Ci vorrebbe il coraggio di ripensare l’intero sistema mondiale, ci vorrebbe la forza culturale di mettere in campo una visione che possa rendere il mondo sempre meno ingiusto, ci vorrebbe una forza politica tale da avere il coraggio di affermare che il sistema neoliberista ed i suoi prodotti istituzionali ed economici sono scaduti. Macron sembra invece essere strumentale a conservare intatte le basi del sistema di sviluppo sul quale abbiamo costruito la società odierna. Sicuramente è risultato il più credibile anche come progetto politico rispetto a quello di un Partito Socialista che non ha più alcun contatto con la società che dovrebbe rappresentare; rispetto ad una Sinistra alla Mélenchon che nulla ha di comunista e nulla ha di moderno e coraggioso; rispetto ai Repubblicani che non solo erano azzoppati dagli scandali di Fillon, ma venivano dal ricordo, tutt’altro che entusiasmante, di Sarkozy, lo stesso che parlava della Banlieue come spazzatura.
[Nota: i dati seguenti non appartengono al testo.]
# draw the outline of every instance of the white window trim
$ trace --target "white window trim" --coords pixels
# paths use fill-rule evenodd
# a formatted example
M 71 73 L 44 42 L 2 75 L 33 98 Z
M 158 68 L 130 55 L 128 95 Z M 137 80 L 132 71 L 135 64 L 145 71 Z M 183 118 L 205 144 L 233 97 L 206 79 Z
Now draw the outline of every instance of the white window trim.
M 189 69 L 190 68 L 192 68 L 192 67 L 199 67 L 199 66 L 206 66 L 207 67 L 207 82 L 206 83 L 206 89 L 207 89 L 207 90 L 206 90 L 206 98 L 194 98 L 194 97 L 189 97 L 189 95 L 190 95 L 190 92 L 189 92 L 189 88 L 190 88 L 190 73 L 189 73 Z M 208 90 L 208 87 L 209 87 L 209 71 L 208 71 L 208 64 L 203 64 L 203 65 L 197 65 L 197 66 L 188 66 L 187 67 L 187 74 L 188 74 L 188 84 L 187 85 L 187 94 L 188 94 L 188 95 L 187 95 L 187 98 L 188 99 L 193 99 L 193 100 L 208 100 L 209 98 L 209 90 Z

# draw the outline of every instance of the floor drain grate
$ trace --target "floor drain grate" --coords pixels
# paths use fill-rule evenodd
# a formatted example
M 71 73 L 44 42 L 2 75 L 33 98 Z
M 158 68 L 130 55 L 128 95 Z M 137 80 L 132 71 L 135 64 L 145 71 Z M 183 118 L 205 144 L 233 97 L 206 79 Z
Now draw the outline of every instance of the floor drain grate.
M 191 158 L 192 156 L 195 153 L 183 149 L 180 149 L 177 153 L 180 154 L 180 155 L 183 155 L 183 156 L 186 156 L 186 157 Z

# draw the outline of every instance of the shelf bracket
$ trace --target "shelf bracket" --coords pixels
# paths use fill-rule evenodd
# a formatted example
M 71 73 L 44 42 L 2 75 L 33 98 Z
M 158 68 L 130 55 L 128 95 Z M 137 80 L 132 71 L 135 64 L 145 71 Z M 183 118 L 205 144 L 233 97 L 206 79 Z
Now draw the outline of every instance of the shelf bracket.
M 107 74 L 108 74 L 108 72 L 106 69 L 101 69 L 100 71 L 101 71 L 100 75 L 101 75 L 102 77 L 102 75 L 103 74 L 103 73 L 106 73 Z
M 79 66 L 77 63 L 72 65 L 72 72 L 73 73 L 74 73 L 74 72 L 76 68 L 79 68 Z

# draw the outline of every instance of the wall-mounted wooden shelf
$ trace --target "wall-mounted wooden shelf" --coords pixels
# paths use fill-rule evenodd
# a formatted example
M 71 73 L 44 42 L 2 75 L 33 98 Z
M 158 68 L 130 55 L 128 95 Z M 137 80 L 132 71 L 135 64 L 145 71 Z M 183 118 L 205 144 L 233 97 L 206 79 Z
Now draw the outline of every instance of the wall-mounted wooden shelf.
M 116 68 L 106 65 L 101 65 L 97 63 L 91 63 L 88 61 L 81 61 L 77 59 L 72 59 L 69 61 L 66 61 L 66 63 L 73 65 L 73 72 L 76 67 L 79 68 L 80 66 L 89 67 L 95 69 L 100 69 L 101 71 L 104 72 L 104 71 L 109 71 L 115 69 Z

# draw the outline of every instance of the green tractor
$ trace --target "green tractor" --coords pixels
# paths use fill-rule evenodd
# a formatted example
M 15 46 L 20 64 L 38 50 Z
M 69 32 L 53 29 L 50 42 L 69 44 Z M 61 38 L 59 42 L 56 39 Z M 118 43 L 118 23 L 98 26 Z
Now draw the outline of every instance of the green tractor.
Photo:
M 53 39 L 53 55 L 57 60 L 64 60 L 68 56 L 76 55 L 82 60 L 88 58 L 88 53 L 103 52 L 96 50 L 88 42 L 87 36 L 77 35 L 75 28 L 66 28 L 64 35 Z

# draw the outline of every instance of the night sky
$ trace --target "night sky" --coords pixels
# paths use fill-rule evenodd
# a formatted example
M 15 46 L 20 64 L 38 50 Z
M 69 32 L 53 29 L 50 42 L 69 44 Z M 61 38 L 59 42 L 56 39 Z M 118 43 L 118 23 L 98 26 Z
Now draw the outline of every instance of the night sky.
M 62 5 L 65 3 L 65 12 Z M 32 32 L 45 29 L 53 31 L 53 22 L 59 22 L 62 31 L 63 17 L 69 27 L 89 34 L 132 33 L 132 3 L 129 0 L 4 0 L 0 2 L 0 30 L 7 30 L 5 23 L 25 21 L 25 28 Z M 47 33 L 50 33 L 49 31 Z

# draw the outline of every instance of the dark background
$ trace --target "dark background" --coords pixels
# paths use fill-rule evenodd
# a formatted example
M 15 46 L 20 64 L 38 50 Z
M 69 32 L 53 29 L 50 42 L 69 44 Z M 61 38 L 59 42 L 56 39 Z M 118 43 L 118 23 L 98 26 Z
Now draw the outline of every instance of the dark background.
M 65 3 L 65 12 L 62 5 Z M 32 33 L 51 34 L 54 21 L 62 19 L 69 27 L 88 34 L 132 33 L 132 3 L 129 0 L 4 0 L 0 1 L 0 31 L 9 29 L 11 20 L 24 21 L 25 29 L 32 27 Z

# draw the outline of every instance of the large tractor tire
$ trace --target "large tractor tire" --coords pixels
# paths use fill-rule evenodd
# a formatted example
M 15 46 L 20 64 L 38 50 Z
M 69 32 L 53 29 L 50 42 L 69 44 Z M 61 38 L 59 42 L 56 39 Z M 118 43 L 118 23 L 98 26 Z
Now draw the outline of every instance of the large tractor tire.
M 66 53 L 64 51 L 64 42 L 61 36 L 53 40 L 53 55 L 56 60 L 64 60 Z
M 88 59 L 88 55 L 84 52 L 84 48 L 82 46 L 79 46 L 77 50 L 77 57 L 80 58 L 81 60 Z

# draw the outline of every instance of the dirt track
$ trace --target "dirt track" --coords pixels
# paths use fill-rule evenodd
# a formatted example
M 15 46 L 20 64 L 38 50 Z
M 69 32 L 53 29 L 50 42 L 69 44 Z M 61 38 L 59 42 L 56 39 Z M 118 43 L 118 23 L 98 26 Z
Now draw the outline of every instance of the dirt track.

Dalla Francia, da quella nazione che in questi anni ha vissuto l’orrore di una guerra tanto viscida quanto inarrestabile, che prima di tutte le altre nazioni aveva iniziato a vivere il peso del fallimento delle politiche neolibesiste, cadute sotto le fiamme delle Banlieue, che è stata la prima ad aver confuso le questioni sociali con quelle culturali o “etniche”, che ha visto per prima l’espandersi dell’estremismo islamico in salasa occidentale che ad oggi rappresenta ancora l’unica forma di inclusione comunitaria per tutti quei giovano che sono esclusi dalla società francese. Da questa Francia che ha avuto il coraggio di non cedere alle paure e alle inquietudini e di scegliere in maniera convinta una strada che ridà dignità e civiltà ad un intero popolo, arriva un unico messaggio chiaro e forte che andrebbe letto in fretta con realismo e con capacità: il mondo deve cambiare e la società non ha alcuna voglia di ripercorre strade già vissute e già bocciate, da quelle fasciste a quelle comuniste, da quelle socialdemocratiche a quelle neoliberiste.